November and December could be busy months for Build America Bonds, the popular 20-month old program that has funded infrastructure projects around the country.

The program, created under the 2009 American Recovery and Reinvestment Act,  is slated to expire on Dec. 31 unless Congress extends it.

The Obama administration and some in Congress have proposed to keep the bond program going beyond the end of this year. But given the possibility that Congress won't act, states and localities may head to market to take advantage of the program's low, federally subsidized interest rates.

The volume of Build America Bonds (BABs) rose to $150.2 billion as of the end of October,  the Treasury Dept. reported on Nov. 5
in its latest update on the program.

October was the third-busiest month in the program's brief history, with issues totaling  $12.4 billion, a 31% jump from September's volume, according toTreasury, which has cited data from Bloomberg in its monthly reports on BABs. 

October 2009 was the top month so far, with $12.9 billion issued.

The first BABs were issued in April 2009. From that point through October, they have accounted for 21.6% of the municipal bond market.

What has attracted state and local agencies to use the new bonds is a federal subsidy that equals 35% of the interest cost that they  incur when they issue them.

Under the stimulus act, BABs are due to expire at the end of December. The Obama administration has proposed making the bond program permanent and widening their uses, but also cutting their interest subsidy to 28%.

The House last March passed a bill that would extend the bond program to April 2013, but also phase down the interest subsidy to 30% by the end of that period.

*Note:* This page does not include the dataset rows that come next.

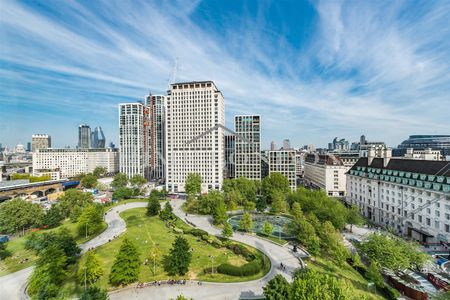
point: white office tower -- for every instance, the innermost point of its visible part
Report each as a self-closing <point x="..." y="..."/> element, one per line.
<point x="134" y="139"/>
<point x="248" y="147"/>
<point x="156" y="105"/>
<point x="194" y="135"/>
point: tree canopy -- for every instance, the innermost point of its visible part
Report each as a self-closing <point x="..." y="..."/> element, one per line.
<point x="179" y="258"/>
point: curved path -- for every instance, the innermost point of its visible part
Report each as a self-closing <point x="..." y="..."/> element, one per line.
<point x="277" y="254"/>
<point x="12" y="286"/>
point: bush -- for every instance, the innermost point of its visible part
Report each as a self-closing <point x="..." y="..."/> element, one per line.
<point x="239" y="249"/>
<point x="251" y="268"/>
<point x="197" y="232"/>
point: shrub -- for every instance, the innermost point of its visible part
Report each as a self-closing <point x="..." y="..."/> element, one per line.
<point x="251" y="268"/>
<point x="198" y="232"/>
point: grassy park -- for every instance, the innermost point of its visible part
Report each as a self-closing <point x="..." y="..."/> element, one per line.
<point x="151" y="235"/>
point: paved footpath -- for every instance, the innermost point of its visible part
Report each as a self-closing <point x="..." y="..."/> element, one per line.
<point x="12" y="286"/>
<point x="277" y="254"/>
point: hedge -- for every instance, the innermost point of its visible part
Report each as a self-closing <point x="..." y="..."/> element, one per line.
<point x="251" y="268"/>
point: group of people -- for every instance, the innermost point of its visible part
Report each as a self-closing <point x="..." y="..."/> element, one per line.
<point x="160" y="282"/>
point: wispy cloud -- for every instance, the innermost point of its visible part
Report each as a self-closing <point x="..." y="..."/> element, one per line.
<point x="379" y="68"/>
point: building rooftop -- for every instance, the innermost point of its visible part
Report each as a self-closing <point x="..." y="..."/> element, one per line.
<point x="438" y="168"/>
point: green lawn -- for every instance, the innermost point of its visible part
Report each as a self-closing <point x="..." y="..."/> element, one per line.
<point x="347" y="273"/>
<point x="19" y="254"/>
<point x="149" y="232"/>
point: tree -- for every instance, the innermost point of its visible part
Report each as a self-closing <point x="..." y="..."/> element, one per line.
<point x="125" y="269"/>
<point x="274" y="182"/>
<point x="166" y="213"/>
<point x="179" y="258"/>
<point x="48" y="274"/>
<point x="99" y="171"/>
<point x="220" y="212"/>
<point x="123" y="193"/>
<point x="72" y="202"/>
<point x="278" y="202"/>
<point x="94" y="293"/>
<point x="267" y="228"/>
<point x="19" y="214"/>
<point x="246" y="222"/>
<point x="90" y="269"/>
<point x="193" y="184"/>
<point x="53" y="217"/>
<point x="354" y="217"/>
<point x="277" y="288"/>
<point x="153" y="206"/>
<point x="89" y="181"/>
<point x="90" y="220"/>
<point x="138" y="181"/>
<point x="392" y="252"/>
<point x="314" y="285"/>
<point x="120" y="180"/>
<point x="227" y="231"/>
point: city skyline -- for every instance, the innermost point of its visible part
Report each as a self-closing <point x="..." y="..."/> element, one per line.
<point x="329" y="69"/>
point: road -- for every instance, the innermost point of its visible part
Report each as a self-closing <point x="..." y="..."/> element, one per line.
<point x="277" y="254"/>
<point x="12" y="285"/>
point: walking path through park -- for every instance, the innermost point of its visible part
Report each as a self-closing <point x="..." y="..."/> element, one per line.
<point x="276" y="253"/>
<point x="12" y="286"/>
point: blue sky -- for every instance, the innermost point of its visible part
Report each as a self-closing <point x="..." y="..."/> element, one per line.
<point x="312" y="69"/>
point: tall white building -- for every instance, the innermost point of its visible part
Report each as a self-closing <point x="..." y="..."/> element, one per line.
<point x="134" y="139"/>
<point x="156" y="104"/>
<point x="410" y="196"/>
<point x="247" y="156"/>
<point x="284" y="162"/>
<point x="326" y="172"/>
<point x="40" y="141"/>
<point x="194" y="135"/>
<point x="72" y="162"/>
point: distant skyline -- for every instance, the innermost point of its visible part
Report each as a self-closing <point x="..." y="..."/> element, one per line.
<point x="312" y="70"/>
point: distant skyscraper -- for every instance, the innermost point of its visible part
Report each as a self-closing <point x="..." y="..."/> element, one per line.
<point x="156" y="104"/>
<point x="194" y="136"/>
<point x="84" y="136"/>
<point x="40" y="141"/>
<point x="248" y="149"/>
<point x="273" y="146"/>
<point x="134" y="141"/>
<point x="98" y="138"/>
<point x="229" y="156"/>
<point x="286" y="144"/>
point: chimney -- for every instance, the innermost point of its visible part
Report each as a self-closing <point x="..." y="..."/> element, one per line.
<point x="386" y="156"/>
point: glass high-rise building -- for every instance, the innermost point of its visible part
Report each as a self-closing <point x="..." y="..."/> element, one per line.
<point x="84" y="136"/>
<point x="248" y="147"/>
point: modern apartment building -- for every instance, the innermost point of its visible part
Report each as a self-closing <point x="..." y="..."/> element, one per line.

The Senate has not acted yet on an extension. But Senate Finance Committee Max Baucus (D-Mont.) in September proposed a tax package that includes a provision to extend BABs  through December 2011. The Baucus plan would trim the interest subsidy to 32% for such bonds issued in calendar 2011.

Alan B. Krueger, Treasury's assistant secretary for economic policy and chief economist, said, "In the beginning, Build America Bonds helped fill a critical hole in the municipal finance market left by the financial crisis. Now, Build America Bonds have ...become an important source of financing to help state and local governments undertake much-needed infrastructure projects."